Contoso Sales Assistant¶
Introduction to the Contoso Sales Assistant¶
You are a sales manager at Contoso, a multinational retail company that sells outdoor equipment. You need to analyze sales data to find trends, understand customer preferences, and make informed business decisions. To help you, Contoso has developed a conversational assistant that can answer questions about your sales data.
Solution Overview¶
The Contoso Sales Assistant is a conversational agent that can answer questions about sales data, generate charts, and create Excel files for further analysis.
The app is built with Azure OpenAI GPT-4o , the Azure OpenAI Assistants API and the Chainlit Conversational AI web framework.
The app uses a read-only SQLite Contoso Sales Database with 40,000 rows of synthetic data. When the app starts, it reads the sales database schema, product categories, product types, and reporting years, then adds this info to the Azure OpenAI Assistants API instruction context.
The Contoso Sales Assistant app is deployed to Azure using Azure Container Apps. The app is fully asynchronous, uses the FastAPI framework, and streams all responses to users in real-time.
Azure OpenAI Assistants API as an Orchestrator¶
The OpenAI Assistants API acts as an orchestrator, managing multiple tools and functions based on user input. Using parameters like tool_choice, it directs tasks to the right tools seamlessly within a single request, maintaining context across workflows. This orchestration reduces backend complexity, allowing developers to focus on core functionality while the API dynamically handles multi-tool automation, making it ideal for sophisticated applications.
Why use the Azure OpenAI Assistants API?¶
The Azure OpenAI Assistants API makes it easier to build Generative AI apps by simplifying key tasks:
- Stateful: builtin conversation state management.
- Reduced development effort: Abstracts the complexities of integrating AI allowing developers to focus on building features rather than managing the AI model interaction.
- Context Management: The API automatically handles conversation context, ensuring the AI provides relevant, coherent responses throughout interactions.
- Powerful native tools and 3rd Party extensibility: Access up to 128 tools in parallel including functions, code interpreter, and file search.
- Scalability: It scales effortlessly, managing workloads and resources automatically to handle both small and large user bases.
- Context Execution: The API lets you define and run context against an LLM, making it easier to perform tasks like data queries or code generation based on specific instructions.
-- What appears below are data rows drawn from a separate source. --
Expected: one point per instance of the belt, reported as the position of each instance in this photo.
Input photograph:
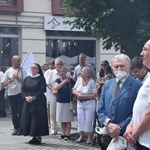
(84, 100)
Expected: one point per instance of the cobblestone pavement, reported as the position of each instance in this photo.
(9, 142)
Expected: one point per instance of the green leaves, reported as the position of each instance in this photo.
(119, 23)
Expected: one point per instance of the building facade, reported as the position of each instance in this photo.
(38, 25)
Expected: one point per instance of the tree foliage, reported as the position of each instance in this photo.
(120, 23)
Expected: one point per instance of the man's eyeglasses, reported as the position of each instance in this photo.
(134, 73)
(103, 64)
(117, 66)
(33, 68)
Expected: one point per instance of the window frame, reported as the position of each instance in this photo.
(17, 8)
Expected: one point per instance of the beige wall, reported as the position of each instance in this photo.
(31, 31)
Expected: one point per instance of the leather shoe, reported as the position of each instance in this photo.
(15, 132)
(53, 132)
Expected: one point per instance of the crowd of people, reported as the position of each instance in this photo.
(118, 97)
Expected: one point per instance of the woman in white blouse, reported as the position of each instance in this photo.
(86, 92)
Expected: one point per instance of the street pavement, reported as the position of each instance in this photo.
(51, 142)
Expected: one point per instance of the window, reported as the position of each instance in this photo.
(11, 5)
(69, 49)
(57, 8)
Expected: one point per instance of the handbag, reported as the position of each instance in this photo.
(119, 144)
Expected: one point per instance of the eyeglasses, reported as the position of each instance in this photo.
(33, 68)
(103, 64)
(121, 66)
(134, 73)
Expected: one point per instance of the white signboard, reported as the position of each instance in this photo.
(57, 23)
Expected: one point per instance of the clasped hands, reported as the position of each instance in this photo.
(114, 130)
(130, 136)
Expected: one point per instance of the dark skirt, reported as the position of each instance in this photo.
(34, 118)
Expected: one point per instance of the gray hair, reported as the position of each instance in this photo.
(59, 60)
(88, 71)
(121, 57)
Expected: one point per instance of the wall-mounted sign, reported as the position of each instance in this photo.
(57, 23)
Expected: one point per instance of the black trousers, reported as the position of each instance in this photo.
(2, 103)
(16, 104)
(140, 147)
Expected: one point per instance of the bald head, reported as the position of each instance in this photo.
(146, 54)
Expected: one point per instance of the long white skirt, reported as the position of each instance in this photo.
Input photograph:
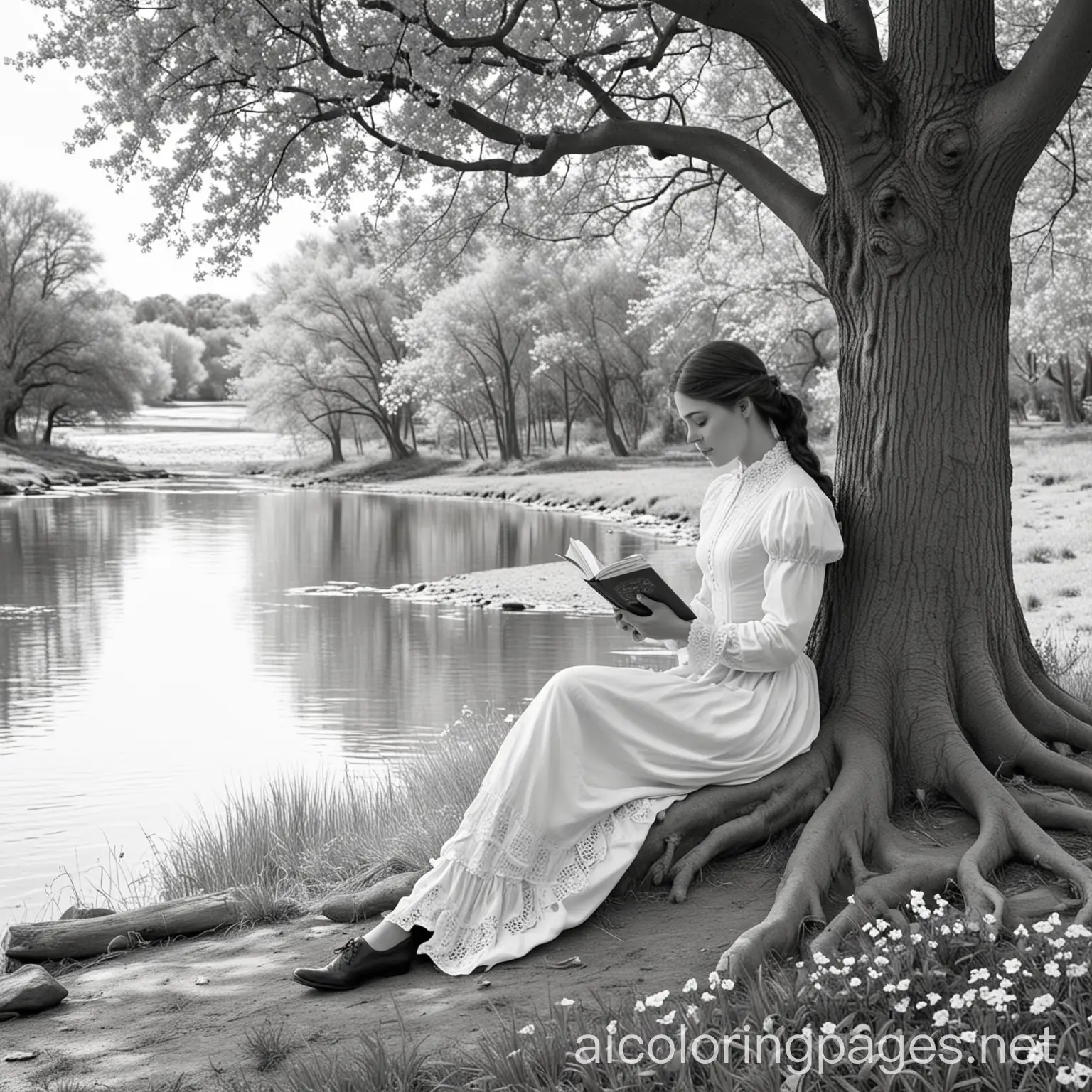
(577, 783)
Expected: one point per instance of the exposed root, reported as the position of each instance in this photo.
(857, 803)
(955, 732)
(719, 819)
(1004, 743)
(1051, 810)
(1040, 713)
(794, 793)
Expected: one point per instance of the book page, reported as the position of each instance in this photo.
(582, 558)
(631, 564)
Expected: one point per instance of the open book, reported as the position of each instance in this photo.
(619, 582)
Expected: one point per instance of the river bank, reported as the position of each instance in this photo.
(34, 469)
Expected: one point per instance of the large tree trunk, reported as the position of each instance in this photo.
(927, 674)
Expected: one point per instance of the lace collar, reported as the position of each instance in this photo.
(770, 466)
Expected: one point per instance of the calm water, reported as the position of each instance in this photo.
(152, 656)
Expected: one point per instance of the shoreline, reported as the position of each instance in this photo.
(552, 587)
(35, 470)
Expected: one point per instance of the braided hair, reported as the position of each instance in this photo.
(727, 372)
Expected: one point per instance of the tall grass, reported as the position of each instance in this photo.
(299, 837)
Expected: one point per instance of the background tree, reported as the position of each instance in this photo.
(333, 291)
(46, 259)
(923, 127)
(753, 282)
(181, 352)
(469, 348)
(583, 333)
(107, 380)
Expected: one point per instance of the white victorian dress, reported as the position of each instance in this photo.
(577, 783)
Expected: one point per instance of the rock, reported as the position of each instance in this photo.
(80, 912)
(30, 990)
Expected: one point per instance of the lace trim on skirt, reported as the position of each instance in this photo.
(517, 874)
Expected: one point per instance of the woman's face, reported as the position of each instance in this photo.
(714, 429)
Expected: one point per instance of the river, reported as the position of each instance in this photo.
(155, 649)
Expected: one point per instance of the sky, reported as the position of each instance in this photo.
(36, 122)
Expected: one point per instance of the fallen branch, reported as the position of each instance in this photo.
(37, 941)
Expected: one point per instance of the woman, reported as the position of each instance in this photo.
(577, 783)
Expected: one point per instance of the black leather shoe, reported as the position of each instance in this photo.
(358, 961)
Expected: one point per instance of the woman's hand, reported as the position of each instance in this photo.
(662, 625)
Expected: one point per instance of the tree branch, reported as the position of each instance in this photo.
(1017, 116)
(810, 59)
(855, 23)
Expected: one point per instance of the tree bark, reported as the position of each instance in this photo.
(927, 674)
(8, 427)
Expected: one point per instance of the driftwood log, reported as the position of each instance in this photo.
(356, 906)
(81, 938)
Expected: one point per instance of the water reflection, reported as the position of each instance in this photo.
(149, 652)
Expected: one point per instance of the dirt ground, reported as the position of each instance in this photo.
(138, 1021)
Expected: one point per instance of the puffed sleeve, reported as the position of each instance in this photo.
(702, 603)
(801, 537)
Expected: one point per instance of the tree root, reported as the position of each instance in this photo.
(1043, 708)
(842, 792)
The following table compares the Azure OpenAI Assistants API with the Chat Completions API.
Chat Completions API | Assistants API |
---|---|
Stateless | Stateful with persistant threads |
Lightweight and powerful | Automatic context management |
Action Tools - Function calling |
Multiple tools in parallel |
Action Tools - Code Interpreter - Function calling |
|
Knowledge tools - File Search in multiple formats |
Assistants components¶
For more information on the components of the Azure OpenAI Assistants API, see the Azure OpenAI Assistants API documentation.
Component | Description |
---|---|
Assistant | Custom AI that uses Azure OpenAI models in conjunction with tools. |
Thread | A conversation session between an Assistant and a user. Threads store Messages and automatically handle truncation to fit content into a model's context. |
Message | A message created by an Assistant or a user. Messages can include text, images, and other files. Messages are stored as a list on the Thread. |
Run | Activation of an Assistant to begin running based on the contents of the Thread. The Assistant uses its configuration and the Thread’s Messages to perform tasks by calling models and tools. As part of a Run, the Assistant appends Messages to the Thread. |
Run Step | A detailed list of steps the Assistant took as part of a Run. An Assistant can call tools or create Messages during its run. Examining Run Steps allows you to understand how the Assistant is getting to its final results. |
OpenAI Tools¶
The app uses the following Azure OpenAI tools:
- Function Calling: To execute LLM generated SQL queries against the read-only SQLite database.
- Code Interpreter: To run Python code to create visualizations like pie charts and bar charts, and generate Excel files for users to download for deeper analysis.
- File Search: To extend the assistant's knowledge with user loaded Contoso product datasheets.
Best Practices¶
The app demonstrates best practices for creating a conversational agent with the Azure OpenAI Assistants API. The app is fully asynchronous, uses the FastAPI framework, and streams all responses to users in real-time.
Extending¶
This solution can be easily adapted to support other scenarios, such as customer support, simply by changing the database and adjusting the Azure OpenAI Assistants API instructions to fit the new use case.
The Contoso Sales Assistant Source Code¶
The source code is available in the Contoso Sales Assistant built with the Azure OpenAI Assistant API and Chainlit repository.